"Top Gun" and "ER" star Anthony Edwards is now speaking out about alleged sexual abuse he says began more than four decades ago.
In a heartfelt essay published on Medium titled "Yes Mom, There Is Something Wrong," the actor talks about being just 14 years old when his mother "opened the door for me to answer honestly about the rumors she had heard about Gary Goddard -- who was my mentor, teacher and friend -- being a pedophile."
Edwards says he was not honest back then and denied the rumors due to "complete panic."
Goddard, now 63, is a film director, writer and producer behind such movies as "Masters of the Universe." Edwards says the duo met when he was just 12 and the producer was almost a decade older.
A request for comment from Goddard were not immediately returned to ABC News.
This isn't the first time Goddard has been accused of abuse.
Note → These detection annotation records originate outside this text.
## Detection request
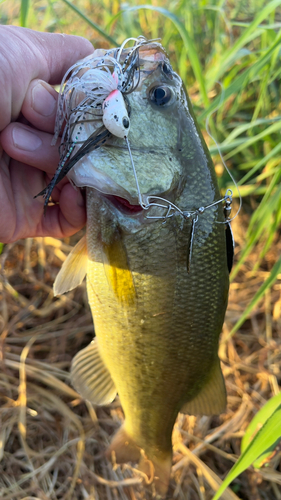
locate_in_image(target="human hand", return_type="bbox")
[0,26,94,243]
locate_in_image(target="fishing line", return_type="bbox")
[205,82,242,224]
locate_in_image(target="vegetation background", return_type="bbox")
[0,0,281,500]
Three years ago, a case was brought against him and dropped by actor Michael Egan.
Goddard’s attorneys told The Wrap in 2014 that “the allegations against him are categorically denied,” and that he “did not molest or touch or annoy Mr. Egan or commit any of the acts alleged.”
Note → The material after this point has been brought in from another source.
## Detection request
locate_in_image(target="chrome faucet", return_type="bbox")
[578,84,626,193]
"One of the most tragic effects of sexual abuse in children is that the victims often feel deeply responsible -- as if it is somehow their fault," Edwards writes. "Only after I was able to separate my experience, process it, and put it in its place could I accept this truth: My abuse may always be with me, but it does not own me."
Therapy and support from fellow abuse survivors have been saving graces, Edwards writes.
But he also adds that "22 years ago, I happened to run into Gary Goddard at an airport. I was able to express my outrage at what he had done. He swore to his remorse and said that he had gotten help. I felt a temporary sense of relief."
This relief ended when he saw Goddard's name in the press yet again for the accusations of 2014. Edwards says he sought therapy yet again and now, he is finally coming to terms with the "conversation that I wish I could have had with my mom when I was 14."
"I’ve learned a lot in these last four years. Most importantly, I’ve learned that I’m not alone," he writes. "Secrecy, shame and fear are the tools of abuse, and it is only by breaking the stigma of childhood sexual abuse that we can heal, change attitudes, and create safer environments for our children ... I did not go from being a victim to a survivor alone. No one does. I had to ask for help, and I am so grateful that I did."